Barbara K. zajmowała się sprawą Amber Gold w latach 2009-2012, a więc tuż po tym, gdy wpłynęło zawiadomienie od Komisji Nadzoru Finansowego. Według śledczych, prokurator niedopełniła obowiązków i przekroczyła uprawnienia.
Prokuratura Okręgowa w Legnicy, która skierowała akt, twierdzi, że Barbara K. nie wykonała wielu czynności, które były "oczywiste z punktu widzenia prowadzenia śledztwa".
"W rezultacie umożliwiła kontynuowanie przestępczej działalności przez Marcina P. i kierowaną przez niego spółkę Amber Gold, której działania doprowadziły do niekorzystnego rozporządzenia mieniem niemal 19 tysięcy osób" - podkreślono w komunikacie, który cytuje PAP.
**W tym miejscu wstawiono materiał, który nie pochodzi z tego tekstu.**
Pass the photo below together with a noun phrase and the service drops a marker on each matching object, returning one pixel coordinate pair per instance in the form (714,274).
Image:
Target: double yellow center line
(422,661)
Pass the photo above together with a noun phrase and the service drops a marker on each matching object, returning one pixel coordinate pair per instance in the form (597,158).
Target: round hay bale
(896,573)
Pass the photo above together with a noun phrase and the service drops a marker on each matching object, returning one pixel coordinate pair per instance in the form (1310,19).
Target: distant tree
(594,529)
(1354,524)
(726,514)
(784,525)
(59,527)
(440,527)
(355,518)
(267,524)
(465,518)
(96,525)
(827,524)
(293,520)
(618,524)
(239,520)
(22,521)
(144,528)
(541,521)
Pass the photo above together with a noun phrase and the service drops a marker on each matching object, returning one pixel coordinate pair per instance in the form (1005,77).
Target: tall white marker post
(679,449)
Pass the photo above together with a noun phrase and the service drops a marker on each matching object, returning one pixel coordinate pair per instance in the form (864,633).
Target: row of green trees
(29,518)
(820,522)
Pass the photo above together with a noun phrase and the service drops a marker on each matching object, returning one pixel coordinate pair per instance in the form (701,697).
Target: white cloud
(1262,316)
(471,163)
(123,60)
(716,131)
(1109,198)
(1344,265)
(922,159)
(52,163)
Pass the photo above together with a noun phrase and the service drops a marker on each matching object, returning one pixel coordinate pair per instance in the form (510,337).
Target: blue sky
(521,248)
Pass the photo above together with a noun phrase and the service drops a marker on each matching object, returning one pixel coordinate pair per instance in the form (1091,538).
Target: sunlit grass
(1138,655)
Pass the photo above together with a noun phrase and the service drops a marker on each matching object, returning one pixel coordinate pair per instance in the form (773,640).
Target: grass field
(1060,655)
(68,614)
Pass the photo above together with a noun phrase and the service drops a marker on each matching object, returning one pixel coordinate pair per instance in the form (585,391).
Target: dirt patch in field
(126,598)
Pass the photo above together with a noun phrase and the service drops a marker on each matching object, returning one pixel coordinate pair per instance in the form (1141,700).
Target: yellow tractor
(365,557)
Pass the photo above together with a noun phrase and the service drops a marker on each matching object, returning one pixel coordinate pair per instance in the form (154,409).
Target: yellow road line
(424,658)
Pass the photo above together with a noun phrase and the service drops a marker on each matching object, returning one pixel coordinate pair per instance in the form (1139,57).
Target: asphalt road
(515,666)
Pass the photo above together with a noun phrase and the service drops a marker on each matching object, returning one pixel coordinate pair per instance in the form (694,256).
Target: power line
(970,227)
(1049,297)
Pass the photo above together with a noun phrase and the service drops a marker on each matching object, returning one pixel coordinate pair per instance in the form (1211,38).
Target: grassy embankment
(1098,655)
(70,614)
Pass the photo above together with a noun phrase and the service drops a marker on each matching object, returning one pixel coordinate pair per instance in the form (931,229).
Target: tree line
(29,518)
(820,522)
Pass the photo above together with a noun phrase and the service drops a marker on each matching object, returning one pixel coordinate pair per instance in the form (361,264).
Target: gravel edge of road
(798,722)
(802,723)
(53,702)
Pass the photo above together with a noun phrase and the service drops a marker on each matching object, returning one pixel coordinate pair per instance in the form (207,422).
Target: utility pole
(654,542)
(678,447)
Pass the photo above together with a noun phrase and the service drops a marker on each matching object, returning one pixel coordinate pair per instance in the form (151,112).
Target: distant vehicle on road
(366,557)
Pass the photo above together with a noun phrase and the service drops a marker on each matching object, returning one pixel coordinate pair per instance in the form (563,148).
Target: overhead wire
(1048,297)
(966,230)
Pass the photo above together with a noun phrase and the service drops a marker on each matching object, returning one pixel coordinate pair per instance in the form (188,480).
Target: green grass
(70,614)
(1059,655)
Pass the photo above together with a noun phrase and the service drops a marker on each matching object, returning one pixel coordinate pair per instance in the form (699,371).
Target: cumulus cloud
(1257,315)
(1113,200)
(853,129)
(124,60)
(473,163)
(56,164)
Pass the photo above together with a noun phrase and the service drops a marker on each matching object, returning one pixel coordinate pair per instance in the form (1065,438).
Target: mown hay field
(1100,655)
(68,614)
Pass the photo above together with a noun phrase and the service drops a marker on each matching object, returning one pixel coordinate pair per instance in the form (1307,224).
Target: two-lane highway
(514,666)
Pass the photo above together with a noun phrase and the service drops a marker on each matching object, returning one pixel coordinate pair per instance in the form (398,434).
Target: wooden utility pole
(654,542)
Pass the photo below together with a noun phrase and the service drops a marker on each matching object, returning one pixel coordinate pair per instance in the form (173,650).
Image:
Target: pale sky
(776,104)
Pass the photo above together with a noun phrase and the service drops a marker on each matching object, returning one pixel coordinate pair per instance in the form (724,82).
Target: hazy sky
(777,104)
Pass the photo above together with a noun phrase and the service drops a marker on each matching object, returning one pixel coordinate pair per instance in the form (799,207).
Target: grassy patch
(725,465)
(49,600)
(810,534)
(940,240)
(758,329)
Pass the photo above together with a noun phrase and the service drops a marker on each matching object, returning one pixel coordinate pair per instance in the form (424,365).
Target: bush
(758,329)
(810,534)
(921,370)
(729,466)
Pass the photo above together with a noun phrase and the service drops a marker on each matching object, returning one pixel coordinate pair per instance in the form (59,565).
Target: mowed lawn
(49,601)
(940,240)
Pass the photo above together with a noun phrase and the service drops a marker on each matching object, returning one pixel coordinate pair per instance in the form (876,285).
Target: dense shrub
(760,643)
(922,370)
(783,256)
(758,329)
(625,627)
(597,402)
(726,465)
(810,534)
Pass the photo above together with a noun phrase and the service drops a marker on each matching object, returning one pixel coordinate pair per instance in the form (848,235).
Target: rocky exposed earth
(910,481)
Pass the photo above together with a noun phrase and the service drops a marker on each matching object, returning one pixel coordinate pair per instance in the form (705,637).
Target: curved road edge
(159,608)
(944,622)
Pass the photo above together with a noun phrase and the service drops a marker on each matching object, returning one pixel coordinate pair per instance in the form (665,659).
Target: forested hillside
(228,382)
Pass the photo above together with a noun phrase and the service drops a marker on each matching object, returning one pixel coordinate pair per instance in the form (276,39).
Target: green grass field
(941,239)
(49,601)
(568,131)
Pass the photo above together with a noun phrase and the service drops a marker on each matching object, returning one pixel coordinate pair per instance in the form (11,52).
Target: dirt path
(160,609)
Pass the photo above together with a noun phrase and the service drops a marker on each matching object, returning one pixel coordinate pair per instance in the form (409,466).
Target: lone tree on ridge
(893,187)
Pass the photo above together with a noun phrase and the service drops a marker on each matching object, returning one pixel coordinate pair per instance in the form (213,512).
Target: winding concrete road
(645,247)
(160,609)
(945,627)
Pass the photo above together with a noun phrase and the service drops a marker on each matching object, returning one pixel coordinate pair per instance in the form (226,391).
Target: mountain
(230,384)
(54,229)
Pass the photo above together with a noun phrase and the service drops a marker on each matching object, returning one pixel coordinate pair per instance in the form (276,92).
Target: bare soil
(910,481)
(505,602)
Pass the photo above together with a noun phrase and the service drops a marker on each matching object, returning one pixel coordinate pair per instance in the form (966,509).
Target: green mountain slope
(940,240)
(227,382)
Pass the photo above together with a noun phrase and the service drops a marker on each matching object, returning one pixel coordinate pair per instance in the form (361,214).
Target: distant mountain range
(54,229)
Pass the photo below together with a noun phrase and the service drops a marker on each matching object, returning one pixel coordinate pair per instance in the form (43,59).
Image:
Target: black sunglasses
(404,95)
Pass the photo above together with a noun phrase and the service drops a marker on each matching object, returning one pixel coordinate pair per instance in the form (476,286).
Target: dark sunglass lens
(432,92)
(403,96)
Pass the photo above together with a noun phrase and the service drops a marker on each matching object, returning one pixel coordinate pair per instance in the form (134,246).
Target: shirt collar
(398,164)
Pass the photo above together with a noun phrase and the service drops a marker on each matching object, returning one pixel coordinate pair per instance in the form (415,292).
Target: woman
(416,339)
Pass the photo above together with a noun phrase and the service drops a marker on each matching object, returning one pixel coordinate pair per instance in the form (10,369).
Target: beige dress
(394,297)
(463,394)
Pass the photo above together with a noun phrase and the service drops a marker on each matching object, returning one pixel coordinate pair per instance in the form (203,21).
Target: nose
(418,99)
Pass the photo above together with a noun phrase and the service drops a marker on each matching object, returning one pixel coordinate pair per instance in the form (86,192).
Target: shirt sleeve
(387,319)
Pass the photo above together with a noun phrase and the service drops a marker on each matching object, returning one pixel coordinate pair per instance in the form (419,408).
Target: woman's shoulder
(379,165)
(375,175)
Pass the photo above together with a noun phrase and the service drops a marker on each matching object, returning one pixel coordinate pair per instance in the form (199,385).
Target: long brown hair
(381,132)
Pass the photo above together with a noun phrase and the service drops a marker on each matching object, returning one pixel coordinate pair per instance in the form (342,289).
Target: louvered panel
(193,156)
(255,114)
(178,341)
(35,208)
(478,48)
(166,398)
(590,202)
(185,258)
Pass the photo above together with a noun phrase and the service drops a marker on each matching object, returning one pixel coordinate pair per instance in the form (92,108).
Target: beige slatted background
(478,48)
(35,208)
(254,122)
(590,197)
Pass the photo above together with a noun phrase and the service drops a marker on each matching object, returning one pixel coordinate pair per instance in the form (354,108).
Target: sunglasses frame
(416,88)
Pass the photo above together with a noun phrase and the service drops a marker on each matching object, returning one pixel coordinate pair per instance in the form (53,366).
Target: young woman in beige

Amber Gold. Do gdańskiego sądu wpłynęła apelacja
Zdaniem śledczych, w ciągu prawie trzech lat, gdy Barbara K. prowadziła sprawę Amber Gold, spółka zawarła około 50 tysięcy transakcji dotyczących tzw. lokat w złoto o wartości ponad 800 mln złotych, narażając swoich klientów na straty.
Przypomnijmy, proces w sprawie afery Amber Gold ruszył w 2016 roku, prawie 4 lata od momentu przedstawienie pierwszych zarzutów jej twórcy - Marcinowi P. Według śledczych, P. i jego żona doprowadzili do tego, że ich klienci stracili 850 mln zł.
W październiku 2019 roku sąd skazał Marcina P. i Katarzynę P. odpowiednio na 15 lat oraz na 12 lat i 6 miesięcy więzienia.